Dans un communiqué publié le 17 juillet, L’Œuvre d’Orient a exhorté le président irakien Abdel Latif Rashid à revenir sur sa décision.
« Neuf ans après l’invasion (de l’Etat islamique), les chrétiens d’Irak sont menacés par des jeux politiques internes », a déploré L’Œuvre d’Orientqui aide les Églises orientales du Moyen-Orient, de la Corne de l’Afrique, de l’Europe de l’Est et de l’Inde depuis environ 160 ans.
L’UE doit-elle se taire ?
Le 19 mars, le Conseil de coopération entre l’Union européenne et l’Irak a tenu sa troisième réunion, après une pause de sept ans en raison de la situation dite alors complexe en Irak et de l’impact du COVID-19.
La réunion était présidée par le Haut Représentant pour les affaires étrangères et la politique de sécurité, Josep Borell. Le ministre des affaires étrangères, Fouad Mohammed Husseina conduit la délégation irakienne.
Josep Borrell, haut représentant pour les affaires étrangères et la politique de sécurité, aurait déclaré dans un communiqué officiel : « Le gouvernement irakien peut compter sur notre aide – pour le bien du peuple irakien, mais aussi pour le bien de la stabilité régionale. Car oui, nous apprécions beaucoup le rôle constructif de l’Irak dans cette région.

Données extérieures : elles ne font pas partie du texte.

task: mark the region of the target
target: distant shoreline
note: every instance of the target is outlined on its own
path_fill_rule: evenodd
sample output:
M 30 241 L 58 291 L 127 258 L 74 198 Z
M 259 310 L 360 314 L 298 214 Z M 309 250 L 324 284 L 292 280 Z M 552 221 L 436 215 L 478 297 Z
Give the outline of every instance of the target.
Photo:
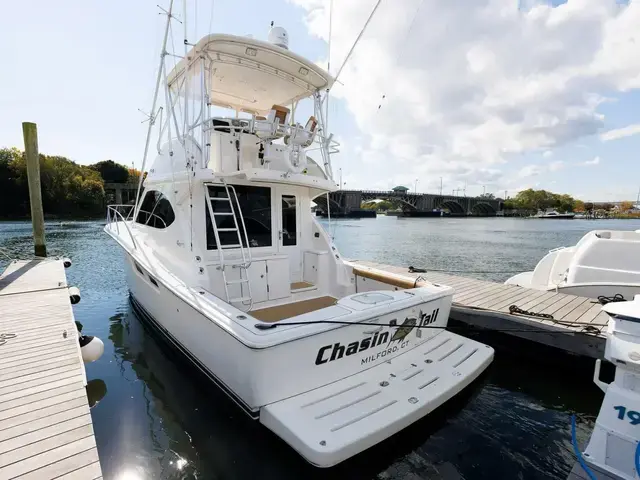
M 94 215 L 94 216 L 83 216 L 79 217 L 77 215 L 45 215 L 44 221 L 46 222 L 57 222 L 57 221 L 92 221 L 92 220 L 104 220 L 106 219 L 107 214 L 105 212 L 104 215 Z M 0 217 L 0 222 L 30 222 L 31 217 Z

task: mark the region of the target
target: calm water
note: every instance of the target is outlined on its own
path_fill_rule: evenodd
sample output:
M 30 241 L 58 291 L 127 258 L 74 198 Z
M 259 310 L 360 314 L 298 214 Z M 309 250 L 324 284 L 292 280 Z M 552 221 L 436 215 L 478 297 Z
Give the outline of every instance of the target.
M 497 272 L 531 269 L 547 250 L 595 228 L 640 222 L 380 217 L 334 221 L 330 233 L 347 257 L 504 280 L 510 273 Z M 564 479 L 573 463 L 570 415 L 579 418 L 582 444 L 599 409 L 591 362 L 483 334 L 496 359 L 463 395 L 364 454 L 318 470 L 143 329 L 129 307 L 120 251 L 101 222 L 50 223 L 47 242 L 51 253 L 72 258 L 67 276 L 82 292 L 76 319 L 105 342 L 87 375 L 106 479 Z M 0 247 L 29 255 L 30 224 L 0 223 Z

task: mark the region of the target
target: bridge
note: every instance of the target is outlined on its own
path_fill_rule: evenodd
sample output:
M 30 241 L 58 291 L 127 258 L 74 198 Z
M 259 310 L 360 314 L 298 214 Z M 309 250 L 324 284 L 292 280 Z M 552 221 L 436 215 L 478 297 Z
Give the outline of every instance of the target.
M 400 202 L 406 212 L 431 212 L 443 210 L 454 216 L 494 216 L 503 209 L 501 199 L 485 197 L 459 197 L 434 195 L 431 193 L 409 193 L 405 191 L 338 190 L 329 194 L 331 212 L 348 214 L 361 208 L 362 202 L 389 200 Z M 314 199 L 320 210 L 327 211 L 327 197 Z
M 107 204 L 118 205 L 133 204 L 136 201 L 138 183 L 105 183 L 104 193 L 107 195 Z

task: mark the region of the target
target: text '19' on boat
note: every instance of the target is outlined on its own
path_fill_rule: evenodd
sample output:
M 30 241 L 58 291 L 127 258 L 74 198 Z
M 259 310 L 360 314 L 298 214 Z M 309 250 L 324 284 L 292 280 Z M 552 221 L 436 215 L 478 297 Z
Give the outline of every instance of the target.
M 105 227 L 143 320 L 320 467 L 480 375 L 493 350 L 445 330 L 450 287 L 366 278 L 311 215 L 312 199 L 336 190 L 333 79 L 288 50 L 284 29 L 269 41 L 207 35 L 168 74 L 165 64 L 157 156 L 137 204 L 110 206 Z M 313 115 L 301 124 L 304 100 Z

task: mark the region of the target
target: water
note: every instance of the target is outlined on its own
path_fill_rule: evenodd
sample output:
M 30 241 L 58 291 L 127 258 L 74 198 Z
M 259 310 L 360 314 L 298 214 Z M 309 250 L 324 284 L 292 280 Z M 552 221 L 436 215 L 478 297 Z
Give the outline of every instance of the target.
M 588 230 L 638 229 L 640 221 L 380 217 L 327 228 L 347 257 L 504 280 L 510 273 L 497 272 L 531 269 Z M 143 329 L 119 247 L 100 222 L 49 223 L 47 242 L 52 254 L 72 258 L 68 280 L 82 292 L 76 319 L 105 342 L 87 376 L 106 479 L 564 479 L 573 464 L 570 415 L 584 444 L 602 400 L 591 362 L 479 335 L 496 359 L 463 395 L 364 454 L 315 469 Z M 0 247 L 29 255 L 30 224 L 0 223 Z

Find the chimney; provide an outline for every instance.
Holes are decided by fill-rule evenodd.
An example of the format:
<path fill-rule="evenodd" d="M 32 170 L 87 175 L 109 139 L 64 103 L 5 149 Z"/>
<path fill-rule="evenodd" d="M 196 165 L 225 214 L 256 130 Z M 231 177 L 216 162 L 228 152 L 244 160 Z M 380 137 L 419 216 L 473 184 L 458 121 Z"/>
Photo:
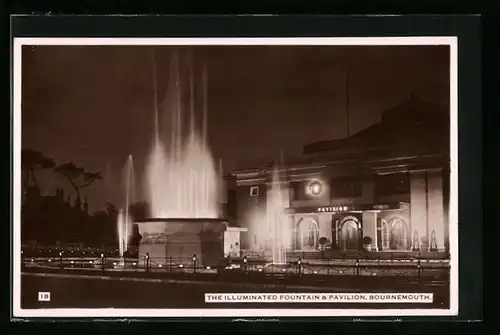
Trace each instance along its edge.
<path fill-rule="evenodd" d="M 68 194 L 68 197 L 66 198 L 66 202 L 68 203 L 68 205 L 71 206 L 71 194 Z"/>

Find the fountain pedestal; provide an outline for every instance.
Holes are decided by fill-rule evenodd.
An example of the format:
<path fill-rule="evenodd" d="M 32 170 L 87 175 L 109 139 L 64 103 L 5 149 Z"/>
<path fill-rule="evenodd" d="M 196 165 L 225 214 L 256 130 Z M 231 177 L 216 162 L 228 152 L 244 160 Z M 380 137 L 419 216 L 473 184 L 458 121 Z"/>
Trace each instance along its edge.
<path fill-rule="evenodd" d="M 146 219 L 137 221 L 142 236 L 139 259 L 149 255 L 151 265 L 174 264 L 184 267 L 216 266 L 224 257 L 224 231 L 227 222 L 221 219 Z"/>

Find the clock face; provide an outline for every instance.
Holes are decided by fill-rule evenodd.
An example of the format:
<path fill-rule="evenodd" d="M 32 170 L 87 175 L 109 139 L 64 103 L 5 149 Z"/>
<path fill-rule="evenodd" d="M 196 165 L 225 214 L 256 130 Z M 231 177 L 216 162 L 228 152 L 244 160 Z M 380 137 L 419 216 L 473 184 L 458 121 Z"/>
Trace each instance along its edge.
<path fill-rule="evenodd" d="M 317 181 L 310 183 L 308 188 L 309 188 L 308 189 L 309 194 L 312 194 L 312 195 L 320 195 L 321 192 L 323 191 L 323 185 L 321 185 Z"/>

Le Conseil de Coopération discuté développements en Irak et dans l’UE, les affaires régionales et la sécurité, et des sujets tels que la migration, la démocratie et les droits de l’homme, commerce et énergie. Les mots « droits de l’homme » ont disparu de la finale Déclaration conjointe UE-Iraq mais ont été remplacés par « non-discrimination », « état de droit » et « bonne gouvernance ».
Cela reste cependant un terrain solide pour que les institutions de l’UE interpellent le président irakien sur la marginalisation et la fragilisation croissantes de la communauté chrétienne, l’évolution la plus récente étant la privation du statut national et social du cardinal Sako. Il s’agit du dernier clou dans le cercueil de la communauté chrétienne après la campagne sur les réseaux sociaux contre le patriarche chaldéen, les acquisitions illégales de terres chrétiennes, une base de données suspecte sur les chrétiens et l’interdiction à venir redoutée du vin pour la messe. Un plan d’urgence similaire à celui concernant la survie de la minorité yézidie est nécessaire.
Que fera l’UE pour éviter la mort lente d’une autre minorité ethno-religieuse ?
Publié à l’origine dans The European Times.